Saving and Loading Model Checkpoint - Epoch & Validation

I have a large dataset to train and short of cloud RAM and disk space (memory). I think one of the approaches to training all the dataset is by creating a checkpoint to save the best model parameter based on validation and likely the last epoch. I will be glad for guidance on implementing this i.e ensuring training continues from the last epoch with the best-saved model parameter from the previous trainig session

Hi @moreshud

You could do something like:

if accuracy_val > max_accuracy_val:

            checkpoint = {
                'epoch': epoch,
                'model_state': model.state_dict(),
                'optimizer_state': optimizer.state_dict(),
            }
            torch.save(checkpoint, 'path/to/folder/filename.pth')

            max_accuracy_val = accuracy_val

That way you save the state of the model whenever you have reached a new maximum accuracy on the validation set.

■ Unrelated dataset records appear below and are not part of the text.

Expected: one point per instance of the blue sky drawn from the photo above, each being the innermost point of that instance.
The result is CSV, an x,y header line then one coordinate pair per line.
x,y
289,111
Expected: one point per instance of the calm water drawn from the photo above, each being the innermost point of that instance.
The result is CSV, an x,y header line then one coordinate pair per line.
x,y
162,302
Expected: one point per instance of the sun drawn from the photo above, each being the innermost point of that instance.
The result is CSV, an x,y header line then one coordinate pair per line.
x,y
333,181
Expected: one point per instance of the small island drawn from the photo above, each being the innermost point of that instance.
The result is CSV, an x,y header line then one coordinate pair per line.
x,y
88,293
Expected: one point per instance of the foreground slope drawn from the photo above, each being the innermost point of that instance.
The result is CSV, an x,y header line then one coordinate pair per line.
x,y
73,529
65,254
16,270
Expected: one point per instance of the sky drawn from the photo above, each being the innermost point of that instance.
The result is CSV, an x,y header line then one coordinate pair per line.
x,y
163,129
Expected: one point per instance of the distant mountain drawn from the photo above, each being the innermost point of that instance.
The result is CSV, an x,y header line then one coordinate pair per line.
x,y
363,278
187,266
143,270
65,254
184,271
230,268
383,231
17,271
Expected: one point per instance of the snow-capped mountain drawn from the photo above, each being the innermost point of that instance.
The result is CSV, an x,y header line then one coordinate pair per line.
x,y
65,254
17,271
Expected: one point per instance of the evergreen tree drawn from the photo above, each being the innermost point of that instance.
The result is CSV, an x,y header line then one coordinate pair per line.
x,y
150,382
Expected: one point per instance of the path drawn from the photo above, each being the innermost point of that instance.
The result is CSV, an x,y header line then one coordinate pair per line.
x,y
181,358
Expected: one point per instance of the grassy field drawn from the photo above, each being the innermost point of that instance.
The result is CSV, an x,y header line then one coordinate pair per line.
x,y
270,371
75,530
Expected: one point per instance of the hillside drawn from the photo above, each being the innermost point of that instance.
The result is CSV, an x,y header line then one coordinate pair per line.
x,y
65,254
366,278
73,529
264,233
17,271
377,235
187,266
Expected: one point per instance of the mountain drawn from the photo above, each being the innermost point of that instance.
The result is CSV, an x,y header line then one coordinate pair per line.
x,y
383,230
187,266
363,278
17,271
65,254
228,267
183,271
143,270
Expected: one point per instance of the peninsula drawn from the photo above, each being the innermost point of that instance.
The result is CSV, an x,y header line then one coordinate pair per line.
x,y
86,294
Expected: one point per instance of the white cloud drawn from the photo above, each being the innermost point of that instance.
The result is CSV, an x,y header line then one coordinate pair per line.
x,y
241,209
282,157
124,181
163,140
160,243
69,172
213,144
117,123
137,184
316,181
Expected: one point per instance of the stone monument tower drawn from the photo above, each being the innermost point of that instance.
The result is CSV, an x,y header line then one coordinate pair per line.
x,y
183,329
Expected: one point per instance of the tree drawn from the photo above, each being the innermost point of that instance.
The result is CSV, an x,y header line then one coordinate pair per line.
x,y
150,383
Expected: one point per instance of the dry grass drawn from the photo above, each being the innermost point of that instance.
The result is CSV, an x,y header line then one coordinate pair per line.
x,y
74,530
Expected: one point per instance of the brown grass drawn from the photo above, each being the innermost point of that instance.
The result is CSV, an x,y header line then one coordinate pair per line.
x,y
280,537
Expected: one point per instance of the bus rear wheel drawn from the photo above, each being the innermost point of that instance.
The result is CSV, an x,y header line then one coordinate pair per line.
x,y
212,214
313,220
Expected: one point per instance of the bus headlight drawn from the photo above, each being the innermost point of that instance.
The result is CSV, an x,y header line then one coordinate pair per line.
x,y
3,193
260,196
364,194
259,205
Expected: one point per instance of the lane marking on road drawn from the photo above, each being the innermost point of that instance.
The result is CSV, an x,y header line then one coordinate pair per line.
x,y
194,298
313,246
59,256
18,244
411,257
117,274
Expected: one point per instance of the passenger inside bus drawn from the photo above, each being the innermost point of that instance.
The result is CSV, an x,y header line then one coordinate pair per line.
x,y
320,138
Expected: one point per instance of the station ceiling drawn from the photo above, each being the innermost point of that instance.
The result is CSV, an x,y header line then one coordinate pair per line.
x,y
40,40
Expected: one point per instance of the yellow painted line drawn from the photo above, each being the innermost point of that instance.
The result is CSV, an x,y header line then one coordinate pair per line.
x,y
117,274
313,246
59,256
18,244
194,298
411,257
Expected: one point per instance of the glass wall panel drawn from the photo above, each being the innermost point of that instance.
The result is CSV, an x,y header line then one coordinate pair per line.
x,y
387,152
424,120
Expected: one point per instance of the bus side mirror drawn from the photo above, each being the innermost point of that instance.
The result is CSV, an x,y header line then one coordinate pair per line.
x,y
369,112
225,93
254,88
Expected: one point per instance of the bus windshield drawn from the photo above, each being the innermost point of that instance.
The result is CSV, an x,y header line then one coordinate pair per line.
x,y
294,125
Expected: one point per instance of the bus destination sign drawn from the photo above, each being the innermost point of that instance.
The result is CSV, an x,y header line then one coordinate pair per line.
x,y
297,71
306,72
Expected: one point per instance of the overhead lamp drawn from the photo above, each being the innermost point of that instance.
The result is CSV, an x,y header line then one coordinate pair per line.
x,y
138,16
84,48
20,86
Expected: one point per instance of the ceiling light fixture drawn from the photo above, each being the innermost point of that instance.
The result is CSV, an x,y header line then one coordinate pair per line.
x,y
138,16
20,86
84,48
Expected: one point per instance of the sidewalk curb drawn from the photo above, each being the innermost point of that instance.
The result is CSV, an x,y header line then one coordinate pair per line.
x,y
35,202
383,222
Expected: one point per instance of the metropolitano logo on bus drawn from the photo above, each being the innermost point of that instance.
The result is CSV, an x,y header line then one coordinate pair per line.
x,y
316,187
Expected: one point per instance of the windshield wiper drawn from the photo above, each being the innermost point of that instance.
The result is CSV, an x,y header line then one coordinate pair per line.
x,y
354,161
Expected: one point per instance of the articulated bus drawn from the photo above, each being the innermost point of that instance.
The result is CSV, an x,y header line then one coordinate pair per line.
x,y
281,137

When you want to continue training you can do:

loaded_checkpoint = torch.load('path/to/folder/filename.pth')
loaded_epoch = loaded_checkpoint['epoch']
loaded_model = model() # instantiate your model
loaded_model.load_state_dict(loaded_checkpoint['model_state'])
loaded_optimizer = torch.optim.SGD(loaded_model.parameters(), lr=0, momentum=0) # or whatever optimizer you use
loaded_optimizer.load_state_dict(loaded_checkpoint['optimizer_state'])

You can then continue training with the loaded model and loaded optimizer.

DISCLAIMER: I am relatively new to PyTorch myself. This approach works for me but I cannot guarantee that there are no better options :wink:

Anyways, I hope it helps!

All the best
snowe

1 Like

Thanks for the contribution.

1 Like